The stateless architecture has a second important implication: horizontal scalability. Because each policy evaluation is entirely self-contained, Agent OS instances can be replicated across as many nodes as needed without any coordination overhead whatsoever. For enterprises running large fleets of AI agents distributed across multiple cloud regions and availability zones, governance does not become a bottleneck as the agent footprint scales. The same policy file that governs a single development agent governs thousands of production agents identically, with no additional operational complexity introduced by the governance layer itself.

How Agent OS Intercepts Agent Actions in Practice

Agent OS inserts itself into the agent’s execution path as a middleware layer. When an agent decides to call a tool, write a file, make an HTTP request, or invoke a downstream agent, that intent is passed to Agent OS as a structured action object containing the action type, target, parameters, and the cryptographic identity of the requesting agent. The policy engine evaluates this object against the loaded ruleset and returns a permit or deny decision — along with any conditions, rate-limit directives, or audit flags specified in the matching policy — before the action is dispatched to the target system.

Policy Languages: YAML, OPA Rego, and Cedar for Agent Rules

Support for three distinct policy languages — YAML for human-readable rules, OPA Rego for complex conditional logic, and Cedar for formally verifiable authorization semantics — is one of the toolkit’s most deliberate design decisions, and it reflects the reality that different organizations have fundamentally different requirements for how they express and validate security policy. A startup shipping its first governed agent can start with a few lines of YAML and achieve meaningful protection on day one. A financial services firm deploying agents in a strictly regulated environment may require Cedar’s formal verification properties to satisfy an auditor that certain high-risk actions are provably impossible regardless of model behavior. An infrastructure team already using Open Policy Agent for Kubernetes and cloud resource governance can reuse their existing Rego expertise to write agent policies without learning a new language. All three policy formats coexist within the same Agent OS deployment, evaluated by the same engine against the same agent action stream, which means organizations can adopt incrementally and mix policy languages as their needs dictate.

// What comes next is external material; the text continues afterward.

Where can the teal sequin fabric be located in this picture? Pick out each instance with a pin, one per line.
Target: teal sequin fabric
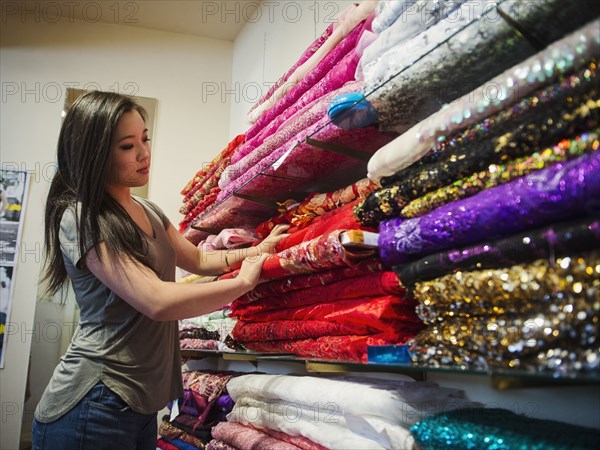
(500, 429)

YAML policies are the lowest-friction entry point. A minimal policy file defining a handful of DENY rules for the most common attack vectors — unauthorized outbound HTTP calls, writes outside approved directories, privilege escalation attempts — can be authored by any engineer familiar with YAML in under an hour. OPA Rego unlocks the full expressive power of a purpose-built policy query language, including complex joins, aggregations, and recursive rules that are difficult or impossible to express in YAML. Cedar, originally developed by AWS for its Verified Permissions authorization service, brings the property of formal analyzability: a static analysis tool can examine a Cedar policy and mathematically prove what action classes it will and will not permit, without executing it against live traffic. That formal verification capability moves agent governance from “we believe this policy works” to “we have proven this policy is correct,” which is a qualitatively different level of assurance for high-stakes deployments.

# Example YAML policy: block writes outside approved paths, rate-limit API calls
policies:
  - id: block-external-write
    condition:
      action.type == "file_write" AND
      action.target NOT IN allowed_paths
    effect: DENY

  - id: rate-limit-api-calls
    condition:
      action.type == "api_call"
    rate_limit:
      requests: 10
      window: "1s"
    effect: ALLOW_WITH_LIMIT

Policies are loaded from files at startup and can be hot-reloaded without restarting the agent runtime, giving operators the ability to respond to newly identified attack patterns or policy violations by pushing a policy update through their standard CI/CD pipeline.

Integration: LangChain, AutoGen, Semantic Kernel, and OpenAI Agents SDK

The toolkit was designed from the start for zero-rewrite integration with existing agent frameworks, and the four primary supported integrations — LangChain, AutoGen, Semantic Kernel, and the OpenAI Agents SDK — cover the dominant share of enterprise agent deployments in production as of mid-2026. Each integration uses that framework’s own native extension points: LangChain callbacks, AutoGen middleware hooks, Semantic Kernel plugins, and the OpenAI Agents SDK’s tool execution pipeline. The consequence is that an engineering team running an existing LangChain agent can add governance in a few lines of configuration, without modifying agent logic, tool definitions, prompt templates, or any other aspect of the existing application. This “no rewrite” principle is not merely a developer convenience — it is a deployment risk reduction strategy, because the governed agent behaves identically to the ungoverned agent for all permitted actions, and only prohibited actions are affected by the governance layer.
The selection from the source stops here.